CIS 351 Digital Logic Homework

1. (Harris & Harris exercise 2.24) Write Boolean equations for the circuit shown below. You need not minimize the equations.
   
2. Picture a typical 7-line LED display (e.g., one digit of a typical digital alarm clock --- see the diagram below). You are going to design a combinatorial circuit that controls whether the bottom-left LED is lit (LED z_₅ to be precise). LED z_₅ is lit for numbers 0, 2, 6, and 8; and blank for all other inputs --- including invalid inputs.

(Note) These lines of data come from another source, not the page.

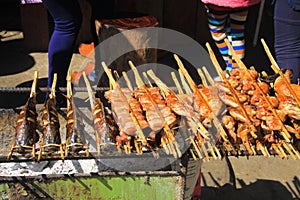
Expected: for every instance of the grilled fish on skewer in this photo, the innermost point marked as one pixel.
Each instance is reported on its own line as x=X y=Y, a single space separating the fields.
x=51 y=140
x=74 y=141
x=102 y=129
x=26 y=136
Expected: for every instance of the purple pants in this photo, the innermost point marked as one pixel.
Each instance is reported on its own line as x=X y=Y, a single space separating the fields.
x=67 y=21
x=287 y=37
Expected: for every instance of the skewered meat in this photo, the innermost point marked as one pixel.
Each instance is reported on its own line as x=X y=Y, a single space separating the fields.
x=26 y=135
x=152 y=116
x=50 y=120
x=73 y=128
x=103 y=132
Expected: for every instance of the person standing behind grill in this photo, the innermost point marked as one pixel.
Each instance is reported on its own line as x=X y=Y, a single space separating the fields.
x=287 y=35
x=226 y=19
x=67 y=19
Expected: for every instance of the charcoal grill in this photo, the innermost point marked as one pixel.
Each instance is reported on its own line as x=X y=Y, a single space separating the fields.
x=80 y=176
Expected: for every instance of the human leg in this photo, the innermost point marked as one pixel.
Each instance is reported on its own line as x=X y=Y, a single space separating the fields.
x=237 y=33
x=287 y=37
x=67 y=21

   1. Write the truth table for this circuit. (The circuit is for LED z_₅ only. Do not include columns for other LEDs.)
   2. Express the truth table in Sum-of-Products form.
   3. Draw the logic diagram for this combinatorial circuit in a "PLA-style".

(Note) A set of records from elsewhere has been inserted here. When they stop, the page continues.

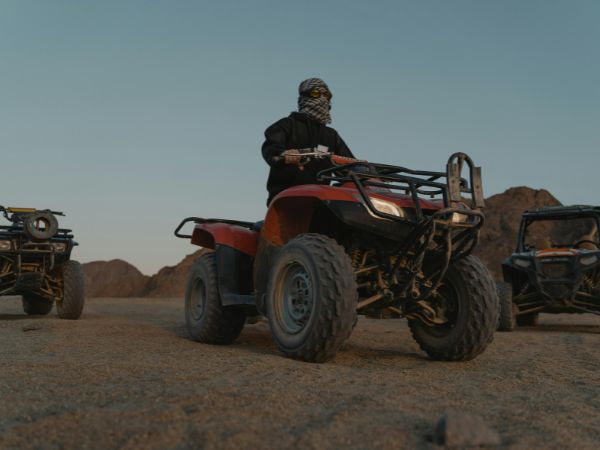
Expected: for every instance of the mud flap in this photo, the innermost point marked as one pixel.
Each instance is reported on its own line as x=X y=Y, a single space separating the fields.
x=234 y=269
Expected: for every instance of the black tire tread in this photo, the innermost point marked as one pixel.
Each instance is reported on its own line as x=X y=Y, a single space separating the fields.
x=71 y=305
x=479 y=330
x=221 y=325
x=506 y=321
x=528 y=320
x=338 y=297
x=35 y=305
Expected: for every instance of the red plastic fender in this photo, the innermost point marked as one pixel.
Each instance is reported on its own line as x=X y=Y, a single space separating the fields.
x=209 y=235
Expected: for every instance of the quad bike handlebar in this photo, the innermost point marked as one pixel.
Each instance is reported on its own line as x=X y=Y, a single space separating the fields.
x=309 y=154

3. Draw the logic diagram corresponding to this boolean expression: (AB xor (B + C̅)) + A̅C. (THe bar should be over the first "C" and the last "A".) You may use XOR gate. (Notice the bar above the C.)
4. Draw the logic diagram corresponding to this boolean expression: XZ + (XY + Z̅) (The bar should be over the last "Z".)
5. Draw a logic diagram to show how to build an exclusive-or gate out of AND, OR, and NOT gates.
6. Show how to build a NAND gate using only NOR gates. Hint: Use De Morgan's Theorems. You can also use google to find more extensive discussions on the web.
7. Show that {NOR} is logically complete. Your "proof" must include sentences. Diagrams alone are not sufficient.
8. Using the relay shown below as a model, show how you could combine one or more relays to build a NAND gate. (Relays are covered by Video 2.)

   

9. (From Null 3rd ed., Chapter 3, number 35.) Construct a truth table to describe the operation of this circuit:
   
10. Write a Boolean expression describing the circuit shown above. Your expression should describe the circuit as drawn (i.e., don't simplify it).
11. Now write a simplified Boolean expression based on the truth table.
12. (From Null, Chapter 3, number 42.) Little Susie is building a dog-training robots she calls CESAR (Canine Education Special Assistant Robot). Currently, she is working on the robot unit that will award treats when training puppies. First she needs to figure out when a puppy should get dog biscuit as a reward; then she can build the appropriate circuit for the robot. She has concluded the following:
    • Give the puppy a biscuit if it sits and wiggles but does not bark.
    • Give the puppy a biscuit if it bars an wiggles but does not sit.
    • Give the puppy a biscuit if it sits but does not wiggle or bark.
    • Give the puppy a biscuit if it sits, wiggles and barks.
    • Don't give the puppy a biscuit otherwise.
    Assume the following variables and values:
    • S: Sit (0 for not sitting; 1 for sitting)
    • W: Wiggles (0 for not wiggling; 1 for wiggling)
    • B: Barking (0 for not barking; 1 for barking)
    • F: Biscuit function (0, don't give the puppy a biscuit 1, give the poppy a biscuit)
    Construct a truth table, find a minimized Boolean function to implement the logic, then draw the logic diagram.